With all the models loaded, we can now configure a serving implementation of the text-to-image task.

serving =
  Bumblebee.Diffusion.StableDiffusion.text_to_image(clip, unet, vae, tokenizer, scheduler,
    num_steps: 20,
    num_images_per_prompt: 2,
    safety_checker: safety_checker,
    safety_checker_featurizer: featurizer,
    compile: [batch_size: 1, sequence_length: 60],
    defn_options: [compiler: EXLA]
  )

text_input =
  Kino.Input.text("Prompt", default: "numbat, forest, high quality, detailed, digital art")
negative_input = Kino.Input.text("Negative Prompt", default: "darkness, rainy, foggy")

We are ready to generate images!

prompt = Kino.Input.read(text_input)
negative_prompt = Kino.Input.read(negative_input)

output = Nx.Serving.run(serving, %{prompt: prompt, negative_prompt: negative_prompt})

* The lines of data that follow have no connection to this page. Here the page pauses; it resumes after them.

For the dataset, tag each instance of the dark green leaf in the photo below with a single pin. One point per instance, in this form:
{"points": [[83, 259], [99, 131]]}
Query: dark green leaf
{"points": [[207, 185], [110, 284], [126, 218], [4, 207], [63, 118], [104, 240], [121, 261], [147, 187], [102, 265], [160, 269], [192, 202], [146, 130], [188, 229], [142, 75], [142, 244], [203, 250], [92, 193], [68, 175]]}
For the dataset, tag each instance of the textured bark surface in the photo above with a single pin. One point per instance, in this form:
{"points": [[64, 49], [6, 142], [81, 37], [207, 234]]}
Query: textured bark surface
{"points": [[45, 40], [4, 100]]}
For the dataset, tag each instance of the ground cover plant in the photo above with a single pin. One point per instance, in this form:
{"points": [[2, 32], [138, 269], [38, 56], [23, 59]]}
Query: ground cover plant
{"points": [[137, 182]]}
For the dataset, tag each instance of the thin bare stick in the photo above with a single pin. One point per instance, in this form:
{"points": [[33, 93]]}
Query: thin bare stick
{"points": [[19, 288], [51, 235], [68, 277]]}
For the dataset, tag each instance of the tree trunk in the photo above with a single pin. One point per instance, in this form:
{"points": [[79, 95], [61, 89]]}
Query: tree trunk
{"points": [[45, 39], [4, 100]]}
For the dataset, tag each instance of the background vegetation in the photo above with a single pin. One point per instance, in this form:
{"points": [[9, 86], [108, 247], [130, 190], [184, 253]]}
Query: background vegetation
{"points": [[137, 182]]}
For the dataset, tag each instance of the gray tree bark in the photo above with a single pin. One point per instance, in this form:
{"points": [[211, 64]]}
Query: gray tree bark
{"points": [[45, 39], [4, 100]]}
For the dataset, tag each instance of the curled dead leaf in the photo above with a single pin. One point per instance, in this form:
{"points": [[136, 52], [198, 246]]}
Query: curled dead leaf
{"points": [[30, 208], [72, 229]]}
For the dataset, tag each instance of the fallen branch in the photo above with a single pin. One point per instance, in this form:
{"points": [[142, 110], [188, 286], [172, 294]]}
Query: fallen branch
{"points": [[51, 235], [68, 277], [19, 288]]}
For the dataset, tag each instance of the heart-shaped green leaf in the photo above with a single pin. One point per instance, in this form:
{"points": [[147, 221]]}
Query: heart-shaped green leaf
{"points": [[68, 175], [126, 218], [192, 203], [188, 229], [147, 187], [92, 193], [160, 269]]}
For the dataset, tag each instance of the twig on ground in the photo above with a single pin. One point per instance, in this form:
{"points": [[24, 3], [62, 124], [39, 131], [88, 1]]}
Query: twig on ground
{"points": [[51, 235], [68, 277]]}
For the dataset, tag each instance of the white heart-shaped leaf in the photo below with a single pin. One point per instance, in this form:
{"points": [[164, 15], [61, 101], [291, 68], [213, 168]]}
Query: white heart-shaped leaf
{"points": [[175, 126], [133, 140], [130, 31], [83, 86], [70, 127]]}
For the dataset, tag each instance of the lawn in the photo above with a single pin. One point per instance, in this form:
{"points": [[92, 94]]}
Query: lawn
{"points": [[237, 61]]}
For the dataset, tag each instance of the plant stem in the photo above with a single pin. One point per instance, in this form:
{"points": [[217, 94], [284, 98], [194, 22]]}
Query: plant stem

for result <- output.results do
  Kino.Image.new(result.image)
end
|> Kino.Layout.grid(columns: 2)

Note: Stable Diffusion is a very involved model, so the generation can take a long time if you run it on a CPU.

If you have a GPU available, feel free to increase the number of steps and images to achieve a better quality.